That Easter was memorable to me for another cause. It saw waked and smothered my first doubt. That some people did doubt the historical accuracy of the Bible I knew, for one or two of the Harrow masters were friends of Colenso, the heretic Bishop of Natal, but fresh from my Patristic studies, I looked on heretics with blind horror, possibly the stronger from its very vagueness, and its ignorance of what it feared. My mother objected to my reading controversial books which dealt with the points at issue between Christianity and Freethought, and I did not care for her favorite Stanley, who might have widened my views, regarding him (on the word of Pusey) as "unsound in the faith once delivered to the saints". I had read Pusey's book on "Daniel the prophet", and, knowing nothing of the criticisms he attacked, I felt triumphant at his convincing demonstrations of their error, and felt sure that none but the wilfully blind could fail to see how weak were the arguments of the heretic writers. That stately preface of his was one of my favorite pieces of reading, and his dignified defence against all novelties of "that which must be old because it is eternal, and must be unchangeable because it is true", at once charmed and satisfied me. The delightful vagueness of Stanley, which just suited my mother's broad views, because it was vague and beautiful, was denounced by Pusey—not unwarrantably—as that "variegated use of words which destroys all definiteness of meaning". When she would bid me not be uncharitable to those with whom I differed in matters of religion, I would answer in his words, that "charity to error is treason to truth", and that to speak out the truth unwaveringly as it was revealed, was alone "loyalty to God and charity to the souls of men".
Judge, then, of my terror at my own results when I found myself betrayed into writing down some contradictions from the Bible. With that poetic dreaming which is one of the charms of Catholicism, whether English or Roman, I threw myself back into the time of the first century as the "Holy Week" of 1866 approached. In order to facilitate the realisation of those last sacred days of God incarnate on earth, working out man's salvation, I resolved to write a brief history of that week, compiled from the four gospels, meaning then to try and realise each day the occurrences that had happened on the corresponding date in A.D. 33, and so to follow those "blessed feet" step by step, till they were
" … nailed for our advantage to the bitter cross."
With the fearlessness which springs from ignorance I sat down to my task.

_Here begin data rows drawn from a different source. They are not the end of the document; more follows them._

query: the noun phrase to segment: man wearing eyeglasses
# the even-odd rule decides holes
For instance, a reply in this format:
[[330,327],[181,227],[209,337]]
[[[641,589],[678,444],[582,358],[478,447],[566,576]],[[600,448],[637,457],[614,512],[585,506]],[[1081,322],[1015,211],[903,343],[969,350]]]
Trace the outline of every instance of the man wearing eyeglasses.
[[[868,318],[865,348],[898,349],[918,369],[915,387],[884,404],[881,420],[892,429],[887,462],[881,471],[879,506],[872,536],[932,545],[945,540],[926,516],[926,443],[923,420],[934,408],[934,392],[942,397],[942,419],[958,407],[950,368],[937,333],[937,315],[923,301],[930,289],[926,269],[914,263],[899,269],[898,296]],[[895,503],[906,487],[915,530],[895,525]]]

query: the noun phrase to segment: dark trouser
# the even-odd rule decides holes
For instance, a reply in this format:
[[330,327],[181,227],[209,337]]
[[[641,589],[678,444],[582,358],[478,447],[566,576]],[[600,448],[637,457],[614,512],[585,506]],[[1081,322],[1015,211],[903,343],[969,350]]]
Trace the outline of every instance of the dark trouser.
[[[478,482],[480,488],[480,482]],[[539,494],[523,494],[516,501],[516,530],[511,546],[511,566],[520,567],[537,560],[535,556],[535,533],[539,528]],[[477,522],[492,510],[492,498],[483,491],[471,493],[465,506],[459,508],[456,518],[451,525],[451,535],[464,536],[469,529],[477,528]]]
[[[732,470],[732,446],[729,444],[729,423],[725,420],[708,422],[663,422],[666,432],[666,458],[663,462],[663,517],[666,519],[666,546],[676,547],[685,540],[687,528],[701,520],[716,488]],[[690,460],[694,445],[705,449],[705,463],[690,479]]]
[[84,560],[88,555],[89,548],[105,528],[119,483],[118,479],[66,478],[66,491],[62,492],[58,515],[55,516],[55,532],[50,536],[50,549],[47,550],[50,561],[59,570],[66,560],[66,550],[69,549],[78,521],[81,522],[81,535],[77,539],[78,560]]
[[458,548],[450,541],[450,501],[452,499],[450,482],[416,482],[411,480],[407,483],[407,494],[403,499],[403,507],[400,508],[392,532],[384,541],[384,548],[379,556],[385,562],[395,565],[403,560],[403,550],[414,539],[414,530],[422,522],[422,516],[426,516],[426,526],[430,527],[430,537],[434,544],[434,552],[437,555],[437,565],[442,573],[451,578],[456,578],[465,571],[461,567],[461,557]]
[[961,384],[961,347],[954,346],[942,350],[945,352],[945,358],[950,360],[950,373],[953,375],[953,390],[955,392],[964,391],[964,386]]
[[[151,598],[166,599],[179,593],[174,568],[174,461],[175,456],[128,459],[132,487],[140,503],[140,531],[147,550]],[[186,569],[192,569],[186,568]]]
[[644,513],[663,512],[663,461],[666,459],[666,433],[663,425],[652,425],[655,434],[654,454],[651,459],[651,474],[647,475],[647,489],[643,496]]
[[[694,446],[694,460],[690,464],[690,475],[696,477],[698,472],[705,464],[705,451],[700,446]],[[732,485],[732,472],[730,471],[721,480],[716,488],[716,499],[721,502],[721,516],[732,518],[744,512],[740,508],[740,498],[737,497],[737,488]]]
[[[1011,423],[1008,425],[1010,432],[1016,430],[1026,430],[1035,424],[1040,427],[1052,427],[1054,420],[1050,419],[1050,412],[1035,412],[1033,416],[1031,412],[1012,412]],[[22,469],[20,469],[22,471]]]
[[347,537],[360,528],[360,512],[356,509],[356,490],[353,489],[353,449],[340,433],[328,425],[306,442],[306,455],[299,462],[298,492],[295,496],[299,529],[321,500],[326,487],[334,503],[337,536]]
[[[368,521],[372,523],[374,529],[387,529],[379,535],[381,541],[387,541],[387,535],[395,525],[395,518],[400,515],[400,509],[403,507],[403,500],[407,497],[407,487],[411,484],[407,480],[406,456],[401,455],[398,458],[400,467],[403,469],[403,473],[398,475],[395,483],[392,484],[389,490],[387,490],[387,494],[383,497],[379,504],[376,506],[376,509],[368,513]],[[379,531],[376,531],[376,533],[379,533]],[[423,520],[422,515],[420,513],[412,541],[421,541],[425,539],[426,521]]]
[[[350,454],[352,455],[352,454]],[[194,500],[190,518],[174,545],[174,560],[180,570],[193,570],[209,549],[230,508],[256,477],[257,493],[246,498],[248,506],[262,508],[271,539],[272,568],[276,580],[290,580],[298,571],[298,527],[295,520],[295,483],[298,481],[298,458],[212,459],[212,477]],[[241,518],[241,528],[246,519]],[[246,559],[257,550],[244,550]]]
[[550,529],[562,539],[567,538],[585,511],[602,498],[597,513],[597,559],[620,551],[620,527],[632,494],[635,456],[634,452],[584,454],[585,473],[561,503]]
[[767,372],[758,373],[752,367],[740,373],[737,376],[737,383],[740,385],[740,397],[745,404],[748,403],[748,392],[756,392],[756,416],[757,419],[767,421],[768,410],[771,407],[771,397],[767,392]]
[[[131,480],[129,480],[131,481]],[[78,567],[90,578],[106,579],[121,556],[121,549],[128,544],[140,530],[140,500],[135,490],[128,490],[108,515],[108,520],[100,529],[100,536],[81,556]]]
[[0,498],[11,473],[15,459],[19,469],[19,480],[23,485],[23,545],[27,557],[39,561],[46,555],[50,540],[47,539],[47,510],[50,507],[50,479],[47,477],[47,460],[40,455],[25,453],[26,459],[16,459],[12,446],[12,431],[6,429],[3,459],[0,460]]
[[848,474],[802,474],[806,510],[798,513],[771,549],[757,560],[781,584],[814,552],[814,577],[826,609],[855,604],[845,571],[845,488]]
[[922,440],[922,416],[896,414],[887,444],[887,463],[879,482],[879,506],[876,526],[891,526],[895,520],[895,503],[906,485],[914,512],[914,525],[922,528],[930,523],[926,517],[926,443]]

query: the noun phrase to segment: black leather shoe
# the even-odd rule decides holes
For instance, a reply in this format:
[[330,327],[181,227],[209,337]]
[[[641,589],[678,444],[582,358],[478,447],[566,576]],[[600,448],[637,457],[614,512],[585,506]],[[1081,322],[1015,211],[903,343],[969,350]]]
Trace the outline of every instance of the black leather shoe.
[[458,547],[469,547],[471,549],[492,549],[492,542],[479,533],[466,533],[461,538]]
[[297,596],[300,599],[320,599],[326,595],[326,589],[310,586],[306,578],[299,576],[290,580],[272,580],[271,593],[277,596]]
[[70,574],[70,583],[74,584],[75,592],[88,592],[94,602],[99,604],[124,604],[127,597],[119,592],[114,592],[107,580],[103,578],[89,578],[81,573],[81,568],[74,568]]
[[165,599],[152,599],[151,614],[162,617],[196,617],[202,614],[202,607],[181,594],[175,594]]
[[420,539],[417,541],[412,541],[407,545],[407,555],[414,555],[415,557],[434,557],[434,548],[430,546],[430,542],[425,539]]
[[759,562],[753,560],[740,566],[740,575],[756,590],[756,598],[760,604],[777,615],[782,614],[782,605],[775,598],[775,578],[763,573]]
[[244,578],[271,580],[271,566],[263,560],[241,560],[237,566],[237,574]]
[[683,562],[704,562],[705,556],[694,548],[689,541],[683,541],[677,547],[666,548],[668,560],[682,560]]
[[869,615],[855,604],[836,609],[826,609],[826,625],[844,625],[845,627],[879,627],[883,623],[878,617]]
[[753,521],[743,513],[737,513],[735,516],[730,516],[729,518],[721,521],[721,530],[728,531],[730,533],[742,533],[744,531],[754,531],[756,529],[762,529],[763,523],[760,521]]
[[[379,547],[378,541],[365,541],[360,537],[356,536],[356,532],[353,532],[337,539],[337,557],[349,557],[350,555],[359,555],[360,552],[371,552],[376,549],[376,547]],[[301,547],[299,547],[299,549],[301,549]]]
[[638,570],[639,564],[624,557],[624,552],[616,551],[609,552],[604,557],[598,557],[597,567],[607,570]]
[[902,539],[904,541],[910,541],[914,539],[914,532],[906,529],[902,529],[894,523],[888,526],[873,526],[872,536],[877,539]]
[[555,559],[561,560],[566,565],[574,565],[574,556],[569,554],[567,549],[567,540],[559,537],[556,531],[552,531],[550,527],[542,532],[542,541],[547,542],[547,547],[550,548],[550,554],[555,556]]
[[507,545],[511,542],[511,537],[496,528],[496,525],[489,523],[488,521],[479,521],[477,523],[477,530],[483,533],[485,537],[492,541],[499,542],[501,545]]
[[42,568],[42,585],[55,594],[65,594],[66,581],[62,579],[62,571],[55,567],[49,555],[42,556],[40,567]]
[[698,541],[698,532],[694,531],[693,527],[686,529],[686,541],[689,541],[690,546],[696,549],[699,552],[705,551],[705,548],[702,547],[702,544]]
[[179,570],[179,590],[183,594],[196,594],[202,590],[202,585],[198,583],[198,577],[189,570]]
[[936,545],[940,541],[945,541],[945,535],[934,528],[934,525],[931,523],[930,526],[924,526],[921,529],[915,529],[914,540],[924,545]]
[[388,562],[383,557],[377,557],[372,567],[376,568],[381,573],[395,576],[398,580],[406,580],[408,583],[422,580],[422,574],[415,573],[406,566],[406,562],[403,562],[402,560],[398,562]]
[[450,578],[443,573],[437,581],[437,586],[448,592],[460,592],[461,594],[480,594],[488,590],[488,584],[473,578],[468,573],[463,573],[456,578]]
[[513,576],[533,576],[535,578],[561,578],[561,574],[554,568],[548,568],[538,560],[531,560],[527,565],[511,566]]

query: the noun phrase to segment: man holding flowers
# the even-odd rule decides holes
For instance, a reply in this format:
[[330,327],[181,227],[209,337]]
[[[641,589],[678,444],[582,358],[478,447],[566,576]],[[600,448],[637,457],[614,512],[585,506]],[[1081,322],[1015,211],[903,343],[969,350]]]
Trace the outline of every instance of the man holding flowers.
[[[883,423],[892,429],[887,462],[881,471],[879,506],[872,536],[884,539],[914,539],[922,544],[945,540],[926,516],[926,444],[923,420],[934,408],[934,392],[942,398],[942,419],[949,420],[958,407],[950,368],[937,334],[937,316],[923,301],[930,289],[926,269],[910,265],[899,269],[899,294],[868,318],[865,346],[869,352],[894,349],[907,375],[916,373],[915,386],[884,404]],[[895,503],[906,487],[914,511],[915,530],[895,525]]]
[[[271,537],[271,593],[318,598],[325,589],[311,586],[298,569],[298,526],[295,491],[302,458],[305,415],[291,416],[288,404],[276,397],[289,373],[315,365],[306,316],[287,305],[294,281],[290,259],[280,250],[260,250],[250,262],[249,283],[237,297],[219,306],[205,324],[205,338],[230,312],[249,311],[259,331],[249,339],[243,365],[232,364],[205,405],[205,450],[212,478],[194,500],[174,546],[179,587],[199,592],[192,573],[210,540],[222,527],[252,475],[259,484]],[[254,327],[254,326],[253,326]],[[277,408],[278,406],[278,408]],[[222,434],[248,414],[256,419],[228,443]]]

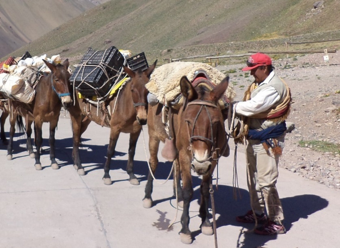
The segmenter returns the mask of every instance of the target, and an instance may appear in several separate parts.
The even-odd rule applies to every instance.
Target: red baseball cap
[[[242,71],[249,71],[261,66],[272,64],[272,59],[267,54],[257,53],[250,56],[246,62],[247,66]]]

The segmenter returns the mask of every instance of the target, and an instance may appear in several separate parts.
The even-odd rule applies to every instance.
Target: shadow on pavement
[[[231,187],[219,186],[218,193],[215,196],[216,212],[221,215],[217,220],[217,226],[231,225],[240,227],[239,241],[238,244],[235,244],[237,245],[236,247],[254,248],[265,246],[268,241],[276,239],[276,236],[262,236],[252,232],[242,234],[243,231],[252,229],[254,224],[241,223],[236,221],[236,216],[243,214],[251,209],[248,191],[243,189],[240,191],[242,198],[235,200],[232,199],[233,193]],[[224,195],[230,196],[223,198]],[[285,215],[284,224],[287,232],[289,231],[294,222],[301,218],[308,218],[309,215],[325,208],[328,204],[326,199],[312,194],[283,198],[281,202]],[[244,238],[241,242],[239,240],[242,240],[241,238],[242,235],[244,235]]]

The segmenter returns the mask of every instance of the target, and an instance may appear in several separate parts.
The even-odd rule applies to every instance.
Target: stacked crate
[[[102,98],[121,74],[125,63],[125,58],[115,47],[103,51],[89,48],[70,81],[83,95]]]
[[[126,63],[129,68],[134,71],[137,71],[139,69],[143,71],[149,68],[148,61],[143,52],[128,58]]]

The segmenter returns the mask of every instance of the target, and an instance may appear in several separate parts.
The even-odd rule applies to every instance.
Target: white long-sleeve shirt
[[[274,75],[273,71],[259,86],[268,84]],[[279,100],[280,96],[277,91],[274,87],[269,86],[260,91],[251,99],[238,103],[236,106],[236,112],[245,116],[251,116],[265,111]]]

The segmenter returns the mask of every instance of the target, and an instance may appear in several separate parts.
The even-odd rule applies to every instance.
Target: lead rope
[[[229,138],[232,137],[233,139],[235,139],[239,138],[243,133],[243,122],[241,120],[240,120],[240,126],[239,132],[234,137],[235,130],[234,129],[234,123],[235,118],[235,113],[236,113],[236,106],[237,105],[237,103],[234,104],[233,106],[233,114],[231,119],[228,118],[228,124],[229,125],[229,134],[228,135],[227,142],[229,141]],[[228,116],[230,116],[231,114],[231,109],[229,107],[229,110],[228,113]],[[237,198],[237,194],[236,188],[238,189],[239,195],[240,198],[241,198],[241,192],[240,191],[240,188],[238,186],[238,179],[237,177],[237,163],[236,162],[237,154],[237,143],[235,143],[235,149],[234,151],[234,163],[233,169],[233,195],[234,198],[236,200]]]
[[[142,127],[142,132],[143,133],[143,143],[144,145],[144,151],[145,152],[145,156],[147,157],[147,162],[148,163],[148,166],[149,167],[149,171],[150,172],[150,173],[151,174],[151,176],[152,176],[152,178],[153,178],[154,180],[155,180],[157,183],[159,184],[164,184],[167,182],[168,181],[169,178],[170,178],[170,176],[171,176],[171,174],[172,173],[172,170],[173,170],[174,171],[174,177],[175,177],[175,185],[176,185],[176,201],[177,202],[176,204],[176,215],[175,216],[175,217],[174,218],[173,220],[172,220],[172,222],[171,222],[171,224],[170,224],[168,227],[168,229],[169,229],[171,226],[173,225],[173,224],[175,223],[175,221],[176,220],[176,219],[177,218],[177,214],[178,213],[178,195],[177,194],[177,179],[176,176],[176,169],[175,168],[174,164],[175,164],[175,161],[174,161],[172,163],[172,166],[171,167],[171,170],[170,171],[170,173],[169,174],[169,176],[168,176],[168,178],[167,178],[166,180],[165,180],[165,182],[163,183],[159,182],[155,178],[155,176],[152,173],[152,170],[151,170],[151,167],[150,166],[150,164],[149,162],[149,158],[148,157],[148,155],[147,153],[147,149],[146,148],[145,146],[145,140],[144,138],[144,131],[143,129],[143,127]]]

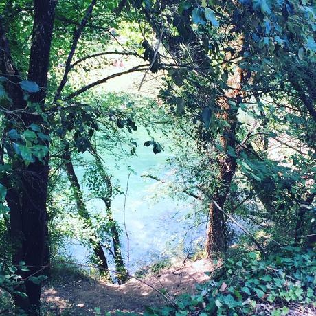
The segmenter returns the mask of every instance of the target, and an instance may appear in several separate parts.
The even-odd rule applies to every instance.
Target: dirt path
[[[207,260],[188,262],[184,267],[172,267],[144,281],[158,290],[165,289],[166,295],[174,297],[181,293],[194,293],[197,283],[208,280],[205,272],[212,269]],[[100,308],[102,315],[117,309],[142,313],[146,306],[167,303],[156,291],[134,278],[118,286],[84,278],[44,288],[42,300],[51,315],[67,310],[71,315],[95,315],[95,307]]]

My method was as follows:
MATTHEW. | MARK. | LUKE. | JOHN. | | | PALM SUNDAY. | PALM SUNDAY. | PALM SUNDAY. | PALM SUNDAY. | | | Rode into | Rode into | Rode into | Rode into Jerusalem. | Jerusalem. | Jerusalem. | Jerusalem. Spoke Purified the | Returned to | Purified the | in the Temple. Temple. Returned | Bethany. | Temple. Note: | to Bethany. | | "Taught daily | | | in the Temple". | | | | MONDAY. | MONDAY. | MONDAY. | MONDAY. | | | Cursed the fig | Cursed the fig | Like Matthew. | tree. Taught in | tree. Purified | | the Temple, and | the Temple. | | spake many | Went out of | | parables. No | city. | | breaks shown, | | | but the fig tree | | | (xxi., 19) did | | | not wither till | | | Tuesday (see | | | Mark). | | | | | | TUESDAY. | TUESDAY. | TUESDAY. | TUESDAY. | | | All chaps, xxi., | Saw fig tree | Discourses. No | 20, xxii.-xxv., | withered up. | date shown. | spoken on Tues- | Then discourses.| | day, for xxvi., 2 | | | gives Passover as | | | "after two days". | | | | | | WEDNESDAY. | WEDNESDAY. | WEDNESDAY. | WEDNESDAY. | | | Blank. | | | (Possibly remained in Bethany; the alabaster box of ointment.) | | | THURSDAY. | THURSDAY. | THURSDAY. | THURSDAY. | | | Preparation of | Same as Matt. | Same as Matt. | Discourses with Passover. Eating | | | disciples, but of Passover, | | | before the and institution | | | Passover. Washes of the Holy Eu- | | | the disciples' charist. Gesthse- | | | feet. Nothing said mane. Betrayal | | | of Holy Eucharist, by Judas. Led | | | nor of agony in captive to Caia- | | | Gethsemane. phas. Denied by | | | Malchus' ear. St. Peter. | | | Led captive to | | | Annas first. Then | | | to Caiaphas. Denied | | | by St. Peter. | | | FRIDAY. | FRIDAY. | FRIDAY. | FRIDAY. | | | Led to Pilate. | As Matthew, | Led to Pilate. | Taken to Pilate. Judas hangs | but hour of | Sent to Herod. | Jews would not himself. Tried. | crucifixion | Sent back to | enter, that they Condemned to | given, 9 a.m. | Pilate. Rest as | might eat the death. Scourged | | in Matthew; but | Passover. and mocked. | | one male- | Scourged by Pi- Led to cruci- | | factor repents. | late before con- fixion. Darkness | | | demnation, and from 12 to 3. | | | mocked. Shown by Died at 3. | | | Pilate to Jews | | | at 12.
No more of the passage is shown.